Cette évolution peut paraître peu significative ; elle est toutefois le corrélat de nombreux changements survenus dans le français de cette époque, notamment sur le plan du statut des pronoms personnels.

L’évolution phonétique a fait s’amüir les finales désinentielles, avec les conséquences qu’on a vues sur l’organisation du groupe nominal. Mais l’effacement des consonnes désinentielles n’a pas touché seulement les noms, elle a touché aussi les verbes, et la langue a suppléé aux désinences verbales défaillantes selon un processus similaire à celui qu’elle a déployé pour suppléer aux désinences nominales.

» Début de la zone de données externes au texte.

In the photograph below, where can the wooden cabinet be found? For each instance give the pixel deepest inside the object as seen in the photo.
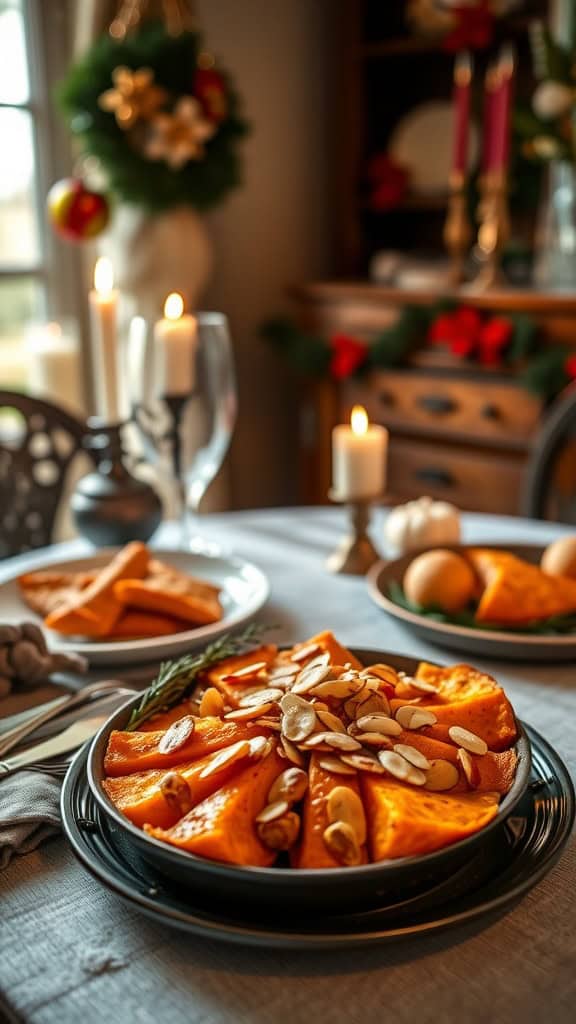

La langue a  en effet chargé les formes sujet des pronoms personnels d’expliciter la personne grammaticale contenue dans le verbe fini, alors que la désinence verbale était jusqu’alors considérée comme un indice suffisant de cette personne. C’est sans doute cette nouvelle fonction dévolue aux pronoms personnels qui a contribué à maintenir la flexion casuelle dans le système pronominal français – c’est en effet le seul domaine dans lequel la différenciation casuelle ne disparaît pas.

Alors qu’en ancien français les pronoms fonctionnaient exactement comme des noms, que l’expression du sujet n’était pas une obligation syntaxique et que la position du sujet par rapport au verbe demeurait libre, la perte des désinences verbales a fait que les pronoms sujets sont devenus au XIVe siècle des substituts des désinences verbales perdues.

De formes toniques qu’ils étaient, ce qui leur conférait une certaine mobilité, les pronoms personnels sont devenus des clitiques positionnés systématiquement devant le verbe. Ce faisant, ils ont saturé la position devant le verbe, de la même manière que les articles ont saturé la position devant le nom, et ont contribué d’une part à figer l’ordre des mots, d’autre part à substituer à l’ordre sémantique T-V-P l’ordre syntaxique S-V-O, qui devient prépondérant. Dans ce schéma, l’expression du sujet sous la forme du pronom apparait comme une nécessité syntaxique, même si l’origine du processus est phonétique et s’il s’agissait au départ de combler les défaillances de la morphologie verbale.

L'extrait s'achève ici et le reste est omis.